Lockdown for a recovering compulsive gambler

As we start the 5th week of the Covid-19 lockdown in the UK I thought it was time to reflect on the last 4 weeks in my recovery which has had many highs and lows.

When the lockdown was announced it was quite a worrying time because it meant GA rooms across the country would be closed down for the near future. This left me feeling uneasy as I knew I needed the meetings especially during this challenging time and I needed to find a way to get my medicine.

I first reached out to a different GA meeting who were doing a meeting by video call. This was great to find an alternative to a physical meeting and it soon to led to my meetings setting up Zoom meetings. The meetings have been very important for me as I will come onto however the attendance has not been the best.

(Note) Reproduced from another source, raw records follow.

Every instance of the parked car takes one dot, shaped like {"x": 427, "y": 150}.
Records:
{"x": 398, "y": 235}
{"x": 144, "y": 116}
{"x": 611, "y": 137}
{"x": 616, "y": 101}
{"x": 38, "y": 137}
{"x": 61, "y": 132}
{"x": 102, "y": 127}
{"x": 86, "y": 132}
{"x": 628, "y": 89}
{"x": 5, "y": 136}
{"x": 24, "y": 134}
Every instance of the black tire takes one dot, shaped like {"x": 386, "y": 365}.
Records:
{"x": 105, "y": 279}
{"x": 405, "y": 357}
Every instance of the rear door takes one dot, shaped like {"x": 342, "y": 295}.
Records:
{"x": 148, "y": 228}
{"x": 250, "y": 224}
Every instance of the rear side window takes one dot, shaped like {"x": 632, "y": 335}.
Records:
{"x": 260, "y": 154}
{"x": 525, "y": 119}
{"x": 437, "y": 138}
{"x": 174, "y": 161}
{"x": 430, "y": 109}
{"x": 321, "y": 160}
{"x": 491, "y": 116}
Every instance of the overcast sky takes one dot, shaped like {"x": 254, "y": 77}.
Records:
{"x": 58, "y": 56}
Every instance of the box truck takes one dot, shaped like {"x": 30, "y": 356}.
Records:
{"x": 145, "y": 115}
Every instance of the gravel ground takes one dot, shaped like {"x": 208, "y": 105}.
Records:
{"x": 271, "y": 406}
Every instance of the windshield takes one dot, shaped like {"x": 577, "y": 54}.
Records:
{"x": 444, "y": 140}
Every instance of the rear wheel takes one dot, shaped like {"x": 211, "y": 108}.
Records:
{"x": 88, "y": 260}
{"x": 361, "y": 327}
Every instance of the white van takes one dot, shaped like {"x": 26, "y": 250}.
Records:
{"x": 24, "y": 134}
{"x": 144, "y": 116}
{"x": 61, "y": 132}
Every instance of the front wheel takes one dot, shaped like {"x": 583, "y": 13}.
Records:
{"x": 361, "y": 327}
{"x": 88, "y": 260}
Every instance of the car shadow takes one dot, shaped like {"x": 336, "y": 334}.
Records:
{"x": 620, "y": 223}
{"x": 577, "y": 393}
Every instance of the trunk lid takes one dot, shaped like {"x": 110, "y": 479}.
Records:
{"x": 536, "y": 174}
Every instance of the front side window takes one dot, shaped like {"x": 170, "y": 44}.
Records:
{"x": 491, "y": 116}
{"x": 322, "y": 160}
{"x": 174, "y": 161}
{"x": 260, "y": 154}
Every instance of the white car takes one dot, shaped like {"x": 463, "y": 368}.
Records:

When the Pandemic hit the UK it triggered a lot of change and restrictions at work which came with added stress, which was multiplied by my wife’s anxiety around the Covid-19 situation. She didn’t want me going into work but my bosses did which left me between a rock and a hard place. Obviously I wanted to put my family’s health first but I also felt a need to protect my dream job that I had worked hard for during my recovery.

This caused many arguments and disagreements which triggered very negative emotions and feelings like when I was back gambling. During this time I was working up to my 2000th day since my last bet and in the last 10 days I certainly had thoughts of gambling (especially around the virtual grand national). Luckily I managed to get through the bad patch one day at a time and with the help of the Zoom GA meetings. In the last 4 weeks I think I have averaged 3 meetings a week which has been a massive help.

I empathise with anyone who is trying to deal with a gambling problem during these unprecedented times as I know if I was still gambling I would have been hard at it all day rather than working from home or taking time to entertain the kids. I would have been online all day, chasing every loss and building up hidden debts. Nowhere to turn to and trying to get that big win to solve all my problems. Thankfully I’m not in that position at the moment but just wanted to say to anyone struggling there is help out there through many avenues – Gamblers Anonymous, Gamcare, National Gambling Clinic and many more.

So what have I done over the past 4-5 weeks to try and overcome this difficult situation with regards my recovery…..

When the 3 things come together compulsive gamblers have a high risk of gambling – Time/Money/Opportunity. So I have had to make sure my barriers have been in place for each of these 3 things. If I start with opportunity, there is obviously less opportunity with the bookmakers being closed but I’ve noticed a lot more online gambling adverts on social media and on TV. GAMSTOP is the barrier I have in place for this and I would recommend this to anyone who is an online gambler. From a money point of view I have taken a pay cut but we have less outgoings so probably saving money still at the moment. Although I have now been off gambling five and half years I still get my wages paid into my wife’s account and I have limited access to money. I’ve not relaxed this as it works for me. Time is being spent either working, spending time with my family, running or GA meetings although some days do drag I’m not into boredom stage yet.

So just thought I wanted to put a few words out there to let people know where I was at and hopefully spark a few people to seek help or do something different. Just taking things 1 day at a time and not looking to far into the future.

Stay safe, stay gamble free and look after your nearest and dearest.

My name is Steve and I am a recovering compulsive gambler. Last bet 18th October 2014.